Sure, sir. And sir, a second question I have is we've mentioned that you are also looking at some new products, in the presentation. If you can talk about what kind of products are you looking at and the opportunity size of the new products.
See, as a company, we are evaluating, working with -- so see, post COVID, there has been a big change in consumer preferences. Skin care, skin cleansing, those lines are -- everyone is taking seriously. I think those habits are there now in everyone's daily life. There are certain products which we manufacture which can be tailored with, which can supply -- where we can supply to the larger skin cleansing majors of the country. And we are evaluating those as a segment entry. As far as totally new product lines, there are fermentables both for animal feed nutrition and in the human consumption products which go into those -- the vegan movement for human consumption. So we are evaluating, again, the opportunity size in that, whether it is only an export opportunity or will the India demand also play out.
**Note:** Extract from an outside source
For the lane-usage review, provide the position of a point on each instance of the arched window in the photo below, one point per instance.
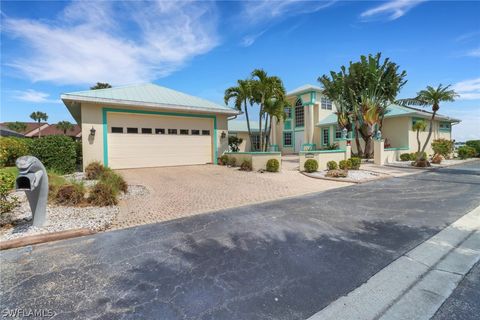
(299, 114)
So again, we are working with the larger retailers in India and the larger producers in U.S. and Europe and how they perceive the market, so it's a wait and watch in that space.
[Operator Instructions] Next question is from the line of [ Aditya from Securities Investment Management ].
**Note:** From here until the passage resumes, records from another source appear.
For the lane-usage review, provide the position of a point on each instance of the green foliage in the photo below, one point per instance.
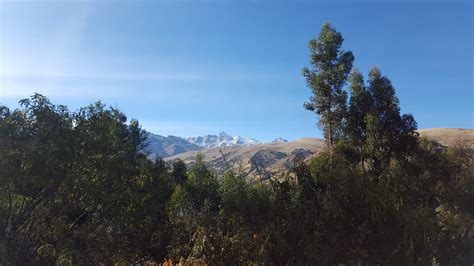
(76, 188)
(330, 69)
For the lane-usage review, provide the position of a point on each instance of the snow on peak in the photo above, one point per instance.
(222, 139)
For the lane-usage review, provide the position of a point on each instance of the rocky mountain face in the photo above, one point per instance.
(263, 159)
(222, 139)
(256, 160)
(158, 146)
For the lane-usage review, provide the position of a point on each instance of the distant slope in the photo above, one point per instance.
(262, 157)
(275, 156)
(162, 147)
(447, 136)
Sir, I had a couple of questions on our food park business. So if you could just help us understand: How much area has been leased? And how much is pending? And are you seeing any delays? Because the revenue is not increasing that much in the food park business.
Yes. This was -- food park business is a very small part of our overall pie. As far as the area to lease out, about 55% has been leased out. We are under talks to lease out another 20%. And since the overall land area is not very large -- 55 acres. And out of that, only leasable area was about [ 35, 33 acres ]. And 24 acres leased out, there's only 11 acres of land or [ plot in ] development which we'll need to lease out, so it's not that huge. As far as top line not increasing, it's we must understand that it is a very -- it is a [ job out ] model. Or it's an infrastructure play, so you get utility service charges, whether it is [ team ], whether it is electricity or warehousing. So that top line will not be there, but yes, it's a sustained utilization of the infrastructure which we've directed. And we have become EBITDA positive in the food park, and going forward, we will see further improvement there.
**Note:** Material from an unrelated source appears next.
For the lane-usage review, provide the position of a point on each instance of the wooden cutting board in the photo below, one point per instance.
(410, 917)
I believe we had invested around 140 crores to 150 crores in this business, so what kind of revenues can this generate when the -- all the area is leased out?
See, again I -- as I mentioned, it's an infrastructure play where the utilities are on a user pay model. Now 65% to 70% of the utilities are already fully occupied or fully generating revenue to the company. Going forward, I can say that, at full utilization of those utilities, we may see an increase of about 35% to 40% from here, from these levels.
Got it. And sir, we are supposed to receive, I think, 50 crores from the government subsidy, so have you received this yet?
We have received 40-odd crores already from the 50 crores.
Thank you. Ladies and gentlemen, that was the last question of our question-and-answer session. I would now like to hand the conference over to the management for closing comments.
Thank you. I would like to thank everyone for taking out time and joining us today for this con call. I hope we have been able to respond to your queries adequately. We look forward to your continued support as we navigate the road ahead together.
If you have any further queries, you may kindly reach out to our investor relation partner, Orient Capital.
Thank you so much, ladies and gentlemen, and have a good day.
On behalf of The Sukhjit Starch & Chemicals Limited, that concludes this conference. Thank you for joining us. And you may now disconnect your lines.